FDA to consider banning conventional needles

Labeling, restrictions are other options

The Food and Drug Administration (FDA) will consider restrictions on conventional needle devices, including the possibility of removing some devices from the market. While an outright ban is unlikely — it has happened only once before in FDA history — the agency will consider design criteria, new labeling, and other actions that could impact the marketing of sharps devices.

The Service Employees International Union (SEIU) and Public Citizen, a consumer advocacy group, petitioned the FDA last year to ban blood collection devices without safety features, glass capillary tubes, and IV infusion equipment that doesn’t use needleless technology. While the agency rejected the petition, Linda S. Kahan, deputy director, said the FDA would publish an advance notice of proposed rulemaking to gather information on possible actions, including a ban.

The FDA announcement is a tentative but favorable step for the SEIU and Public Citizen, which contend that FDA action should follow naturally from a federal law that mandates the use of needle safety devices. The Needlestick Safety and Prevention Act, which became law in 2000, mandated that the Occupational Safety and Health Administration (OSHA) rewrite its rules and require employers to use safety-engineered devices. "Basically, the FDA is giving employers tacit approval to violate the OSHA standard" by allowing conventional devices to remain on the market, says Bill Borwegen, MPH, SEIU’s occupational health and safety director. "It’s a great example of government noncooperation."

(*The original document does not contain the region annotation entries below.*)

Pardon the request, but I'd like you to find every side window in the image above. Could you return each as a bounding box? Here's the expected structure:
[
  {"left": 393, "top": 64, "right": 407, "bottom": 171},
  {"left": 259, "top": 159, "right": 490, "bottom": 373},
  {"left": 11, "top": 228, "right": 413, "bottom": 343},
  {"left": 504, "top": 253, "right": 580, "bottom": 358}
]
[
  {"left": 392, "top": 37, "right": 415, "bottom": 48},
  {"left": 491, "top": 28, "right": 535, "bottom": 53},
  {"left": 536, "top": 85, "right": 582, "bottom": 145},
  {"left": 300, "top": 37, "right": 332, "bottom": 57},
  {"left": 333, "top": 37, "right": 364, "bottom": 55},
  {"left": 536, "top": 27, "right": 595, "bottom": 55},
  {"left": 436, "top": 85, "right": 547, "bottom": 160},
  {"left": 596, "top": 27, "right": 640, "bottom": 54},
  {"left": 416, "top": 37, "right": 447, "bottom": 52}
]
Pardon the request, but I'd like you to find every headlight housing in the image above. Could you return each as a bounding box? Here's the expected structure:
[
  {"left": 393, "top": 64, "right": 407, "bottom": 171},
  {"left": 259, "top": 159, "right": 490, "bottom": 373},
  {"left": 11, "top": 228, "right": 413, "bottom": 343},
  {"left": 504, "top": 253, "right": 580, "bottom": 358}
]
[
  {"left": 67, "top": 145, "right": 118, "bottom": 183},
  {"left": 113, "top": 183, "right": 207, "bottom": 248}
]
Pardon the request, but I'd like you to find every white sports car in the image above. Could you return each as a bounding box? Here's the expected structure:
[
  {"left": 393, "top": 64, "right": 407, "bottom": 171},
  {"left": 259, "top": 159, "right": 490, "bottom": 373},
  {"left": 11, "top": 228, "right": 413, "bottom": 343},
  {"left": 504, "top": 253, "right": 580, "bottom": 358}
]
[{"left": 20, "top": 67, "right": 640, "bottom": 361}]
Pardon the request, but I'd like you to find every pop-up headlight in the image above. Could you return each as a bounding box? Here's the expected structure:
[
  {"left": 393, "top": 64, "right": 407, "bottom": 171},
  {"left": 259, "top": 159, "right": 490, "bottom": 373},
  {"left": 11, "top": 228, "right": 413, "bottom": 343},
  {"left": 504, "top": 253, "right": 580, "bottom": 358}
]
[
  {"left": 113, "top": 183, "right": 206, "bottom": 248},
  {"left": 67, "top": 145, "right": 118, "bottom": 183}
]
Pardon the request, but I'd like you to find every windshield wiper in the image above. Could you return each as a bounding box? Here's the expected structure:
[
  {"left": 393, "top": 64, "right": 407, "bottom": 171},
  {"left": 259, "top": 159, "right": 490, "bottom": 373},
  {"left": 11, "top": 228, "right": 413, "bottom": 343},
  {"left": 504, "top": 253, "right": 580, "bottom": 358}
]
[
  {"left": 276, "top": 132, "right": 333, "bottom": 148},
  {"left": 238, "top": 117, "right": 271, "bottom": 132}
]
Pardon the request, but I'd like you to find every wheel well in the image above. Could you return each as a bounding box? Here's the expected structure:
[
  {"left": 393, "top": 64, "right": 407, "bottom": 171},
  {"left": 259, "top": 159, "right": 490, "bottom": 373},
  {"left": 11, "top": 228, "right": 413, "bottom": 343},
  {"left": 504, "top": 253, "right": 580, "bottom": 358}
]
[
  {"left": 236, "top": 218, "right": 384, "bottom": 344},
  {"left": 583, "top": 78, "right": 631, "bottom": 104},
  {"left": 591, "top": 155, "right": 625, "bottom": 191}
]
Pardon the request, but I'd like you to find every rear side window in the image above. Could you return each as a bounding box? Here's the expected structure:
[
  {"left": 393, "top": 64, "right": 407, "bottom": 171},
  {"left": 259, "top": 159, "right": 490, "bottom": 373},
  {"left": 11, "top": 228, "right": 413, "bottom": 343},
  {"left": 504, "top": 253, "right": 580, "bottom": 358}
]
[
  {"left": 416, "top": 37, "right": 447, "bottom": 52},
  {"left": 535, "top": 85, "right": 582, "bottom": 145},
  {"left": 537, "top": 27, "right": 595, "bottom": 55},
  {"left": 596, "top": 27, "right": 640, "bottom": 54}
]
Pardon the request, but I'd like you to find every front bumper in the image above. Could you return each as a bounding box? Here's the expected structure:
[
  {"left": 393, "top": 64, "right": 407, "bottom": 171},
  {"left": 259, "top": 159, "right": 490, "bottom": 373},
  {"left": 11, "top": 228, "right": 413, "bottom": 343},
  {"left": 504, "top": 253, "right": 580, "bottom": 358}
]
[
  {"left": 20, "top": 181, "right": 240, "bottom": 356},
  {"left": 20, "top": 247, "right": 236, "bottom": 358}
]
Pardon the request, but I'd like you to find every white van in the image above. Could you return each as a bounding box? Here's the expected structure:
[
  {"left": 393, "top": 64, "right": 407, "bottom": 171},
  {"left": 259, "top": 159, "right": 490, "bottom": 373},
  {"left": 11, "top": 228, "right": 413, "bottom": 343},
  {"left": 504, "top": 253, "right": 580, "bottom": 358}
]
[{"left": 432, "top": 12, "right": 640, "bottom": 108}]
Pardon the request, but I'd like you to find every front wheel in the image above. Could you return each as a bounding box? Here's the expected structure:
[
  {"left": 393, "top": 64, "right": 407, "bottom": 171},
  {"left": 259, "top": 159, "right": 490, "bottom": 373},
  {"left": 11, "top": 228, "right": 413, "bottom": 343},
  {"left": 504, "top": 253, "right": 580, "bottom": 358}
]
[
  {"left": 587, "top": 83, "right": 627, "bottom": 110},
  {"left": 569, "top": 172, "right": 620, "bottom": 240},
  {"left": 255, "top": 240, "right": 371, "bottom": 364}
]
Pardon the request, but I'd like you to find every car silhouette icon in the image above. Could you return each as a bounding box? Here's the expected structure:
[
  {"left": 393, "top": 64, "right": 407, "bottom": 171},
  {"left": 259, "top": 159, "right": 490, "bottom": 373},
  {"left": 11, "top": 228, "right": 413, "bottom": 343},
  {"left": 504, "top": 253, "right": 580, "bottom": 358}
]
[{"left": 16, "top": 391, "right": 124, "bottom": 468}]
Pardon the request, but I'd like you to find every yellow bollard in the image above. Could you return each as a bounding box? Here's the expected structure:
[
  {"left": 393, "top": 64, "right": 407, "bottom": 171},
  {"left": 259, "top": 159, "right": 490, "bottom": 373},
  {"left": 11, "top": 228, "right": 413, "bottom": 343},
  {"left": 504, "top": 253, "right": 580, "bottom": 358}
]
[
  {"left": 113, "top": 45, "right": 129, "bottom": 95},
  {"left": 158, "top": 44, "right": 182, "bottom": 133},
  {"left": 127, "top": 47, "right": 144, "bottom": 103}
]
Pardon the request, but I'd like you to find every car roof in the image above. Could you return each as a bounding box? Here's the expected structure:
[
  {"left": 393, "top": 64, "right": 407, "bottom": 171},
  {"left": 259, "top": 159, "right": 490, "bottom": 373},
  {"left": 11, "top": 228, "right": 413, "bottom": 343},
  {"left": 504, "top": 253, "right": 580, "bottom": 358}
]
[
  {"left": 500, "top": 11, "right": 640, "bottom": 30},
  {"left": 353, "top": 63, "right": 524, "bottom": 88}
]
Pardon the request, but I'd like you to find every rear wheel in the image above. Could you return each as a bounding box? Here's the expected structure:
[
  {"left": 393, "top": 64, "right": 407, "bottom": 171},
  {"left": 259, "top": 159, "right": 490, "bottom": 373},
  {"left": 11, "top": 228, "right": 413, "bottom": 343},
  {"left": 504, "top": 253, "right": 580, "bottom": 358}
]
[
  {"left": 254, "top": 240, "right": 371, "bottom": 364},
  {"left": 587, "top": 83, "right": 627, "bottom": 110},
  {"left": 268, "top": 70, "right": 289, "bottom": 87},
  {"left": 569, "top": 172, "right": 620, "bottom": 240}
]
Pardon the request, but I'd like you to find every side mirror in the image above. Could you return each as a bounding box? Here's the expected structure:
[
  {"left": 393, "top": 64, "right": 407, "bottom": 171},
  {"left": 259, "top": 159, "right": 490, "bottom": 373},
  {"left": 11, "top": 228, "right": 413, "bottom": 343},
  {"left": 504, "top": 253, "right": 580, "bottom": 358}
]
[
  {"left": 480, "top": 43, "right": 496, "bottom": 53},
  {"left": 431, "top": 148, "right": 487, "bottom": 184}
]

The FDA asserts that it has worked closely with OSHA. In fact, the OSHA standard still allows the use of conventional devices if medical professionals determine that, for a particular procedure and patient care needs, a safety engineered device would not be acceptable. "There’s flexibility in the interpretation of the law," says Timothy Ulatowski, ME, director of the division of dental, infection control, and general hospital devices in the office of device evaluation at FDA’s Center for Devices and Radiologic Health. "The law speaks of using available devices," he says. "The uses are evaluated at the specific site and under the specific conditions of use."

Previous petitions rejected outright

"If Congress, in its wisdom, wanted FDA to take action also with regard to [needle devices], they had the opportunity to do so. But they did not," he adds.

Still, the FDA now is at least willing to listen to arguments about restrictions on conventional devices. In the past, similar petitions have been rejected outright by the agency. In her letter, Kahan noted, "the FDA may undertake some of the actions you requested in your petition or [take] other appropriate actions."

The agency will host a public meeting to gather input from employers, employees, and other concerned parties. The FDA will review and possibly revise its needlestick safety alert and guidance document. However, it’s unclear whether the FDA actually could ban conventional needle devices, Ulatowski says. The Federal Food, Drug, and Cosmetic Act states that a device can be banned if it presents "an unreasonable and substantial risk of illness and injury." But the law also allows manufacturers to market devices that are "substantially equivalent" to those already available. "If you’re substantially equivalent to a product that’s legally on the market then you can market your product," he says. "We’re talking about products that have been out there for many, many years."

The FDA seems inclined to leave the enforcement of safer needles in the workplace to OSHA. "FDA believes that the OSHA rule, when fully implemented, could reduce needlestick injuries significantly," Kahan said in her letter. "It may be premature to take additional federal regulatory measures to control the use of these kinds of devices without first evaluating the effect of the amended OSHA rule on injury rates."